O filme acompanha uma parteira londrina, Anna, na sua missão para descobrir mais acerca da jovem mãe de uma bebé que viu nascer, e que tudo indica ter sido uma prostituta do Leste. As pistas essenciais virão de um diário, mantido pela adolescente, que a ligarão a uma respeitável e abastada família russa, residente em Londres, a qual está por detrás de um poderoso ramo da máfia russa no Reino Unido. O roteiro, envolvente e inteligente, parece credível e lógico na maior parte do tempo, e consegue envolver o público e instigar a nossa curiosidade. Uma coisa que eu, particularmente, tenho a louvar, é o uso recorrente do russo e do ucraniano no filme, um recurso que pode confundir a cabeça dos públicos anglófonos, mas que eu achei excelente, apropriado e inteligente, na medida em que os actores o fizeram bem, sem que soasse falso ou forçado em algum momento. O ponto alto do filme são as cenas de acção, e particularmente a luta nos banhos turcos protagonizada por Mortensen. A partir daí, o filme continua e mantém o nosso interesse, mas não consegue dar-nos algo tão intenso ou emocionante.

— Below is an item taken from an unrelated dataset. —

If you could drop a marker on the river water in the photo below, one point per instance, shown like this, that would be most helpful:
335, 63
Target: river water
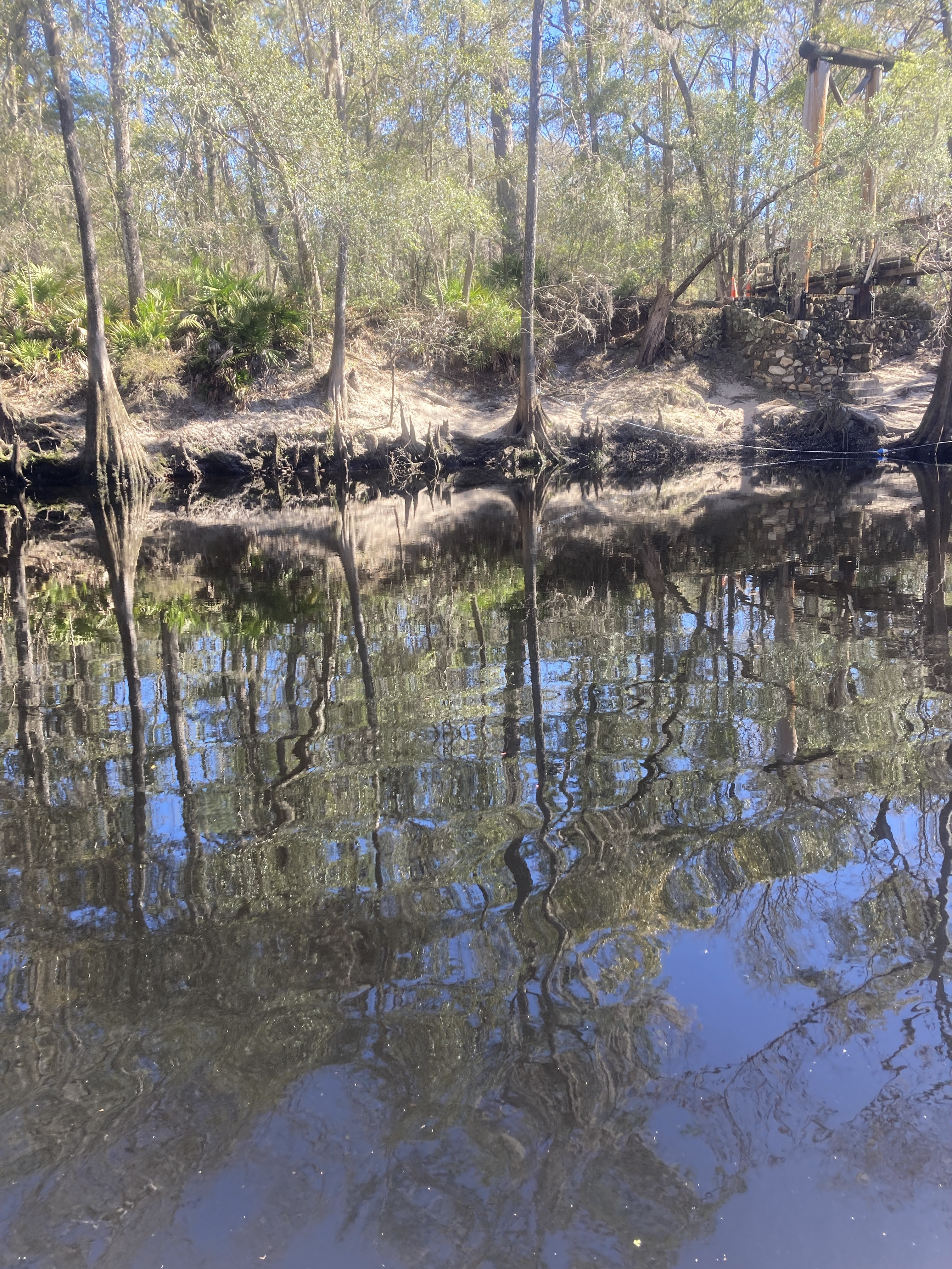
496, 879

Para mim, e se excluirmos os filmes das trilogias *Senhor dos Anéis* e *Hobbit*, este é o maior e melhor filme da carreira de Viggo Mortensen, até ao presente momento. Também gostei do seu trabalho em *Hidalgo*, mas penso que o actor o superou aqui. Não sei até onde é que era suposto que a sua personagem tivesse o carisma que ele lhe deu, mas Mortensen conseguiu dominar o filme, com uma performance magnética, poderosa e intrigante. Outro actor que fez um excelente trabalho foi o veterano Armin Mueller Stahl, no papel do patriarca da família que é o tronco deste filme. Ele parece carinhoso e gentil, refinado e muito cortês, mas esconde um lado obscuro, brutal e cínico. Inicialmente, achei Vincent Cassel um pouco unidimensional com a sua personagem excessivamente brutal e violenta, mas creio que o actor soube trabalhar isso e resolver eficazmente os problemas que a personagem lhe colocou. Paradoxalmente, e apesar de ser a personagem principal por excelência, é Naomi Watts que mais se apagou neste filme, com uma personagem que parece limitar-se a seguir a corrente de informação que vai tendo e que não parece ter muito mais o que fazer no filme. Ainda uma palavra para o bom trabalho de Sinéad Cusack e Jerzy Skolimowski, como pais de Anna.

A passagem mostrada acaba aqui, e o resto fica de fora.